I guess I had other things to write about last week when this happened, or it got stuck in the back of my mind. Interaction with the people around us makes life more than bearable and even more than interesting. It makes it valuable. Today at the supermarket, I stood in the line of the cashier who, in the past, told me she was going to make lentil soup during her vacation, and the packer was a guy who’s mentally challenged. It’s wonderful that the stores give people a chance to make a living and be part of society, but it’s going to limit the repartee of the workers with the customers. He’s very proud of himself that he knows to put the eggs in one bag so they won’t get scrambled on the way home. I’m happy for that, believe me. (Wait a minute, isn’t the expression “Don’t put your eggs in one basket?”) But…
last week was totally a different experience. Even before I got to the aisle that looked the quickest, I noticed that the cashier and the bagger were laughing it up in a very lively manner, clearly having shared a story (probably a little bit naughty, I figured) that provoked tremendous enjoyment on their part. But the fact is that their laughter made them happier, and made it a pleasure to be in their line. And not only a pleasure, but they were happy to share with me more than that.
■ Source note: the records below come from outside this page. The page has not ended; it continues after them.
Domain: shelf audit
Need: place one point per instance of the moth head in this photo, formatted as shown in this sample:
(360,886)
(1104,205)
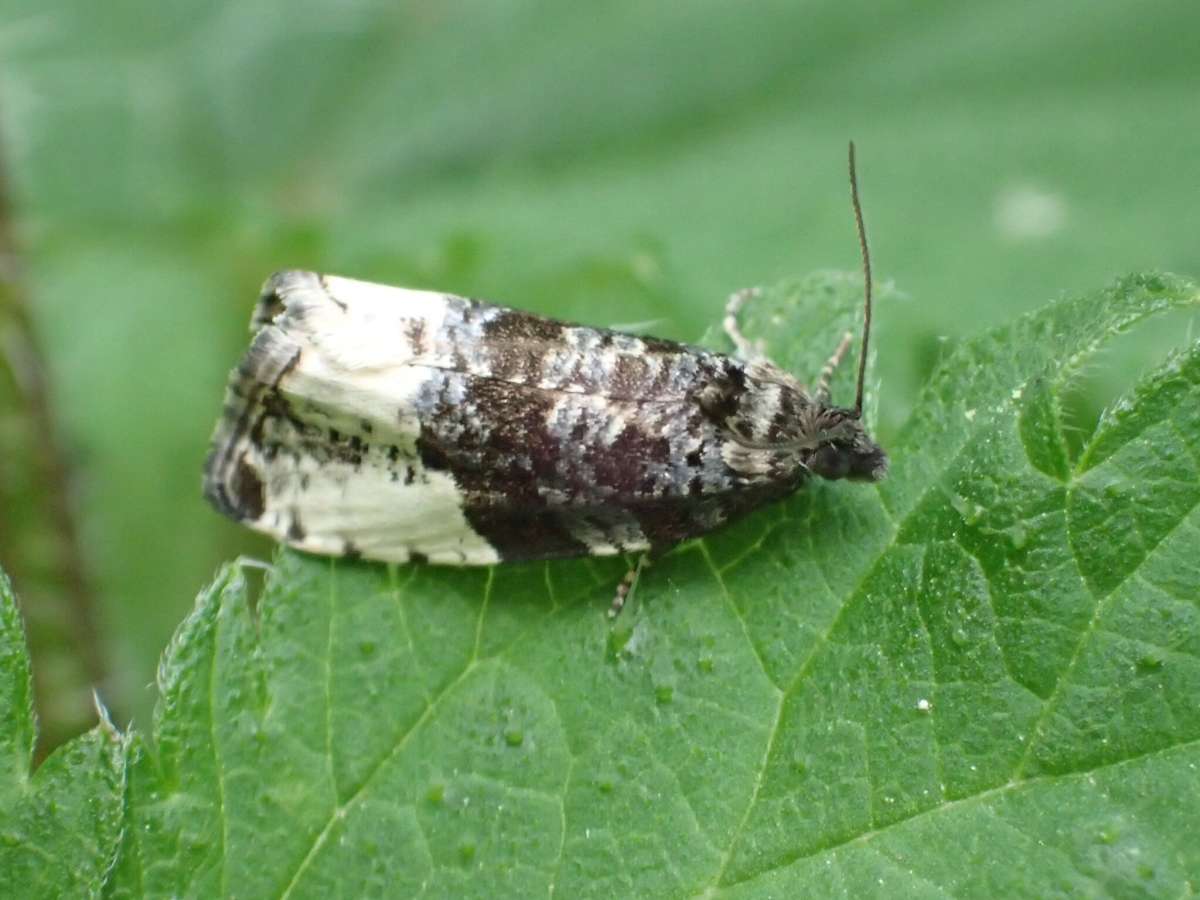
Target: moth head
(843,449)
(840,445)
This store happens to be one that gives you back 5 cents per back that you bring in, but when it came time to tally up how many bags of mine they were using, they said, “5, 10, what’s the difference?” and gave me my 50 cents for 10 bags, even though I probably only had 8. Or six.
Does it hurt the store? Perhaps, in the long run. But creating good will makes me want to go back there, even though it’s out of the way a little bit for me.
Wouldn’t you want to buy some happiness?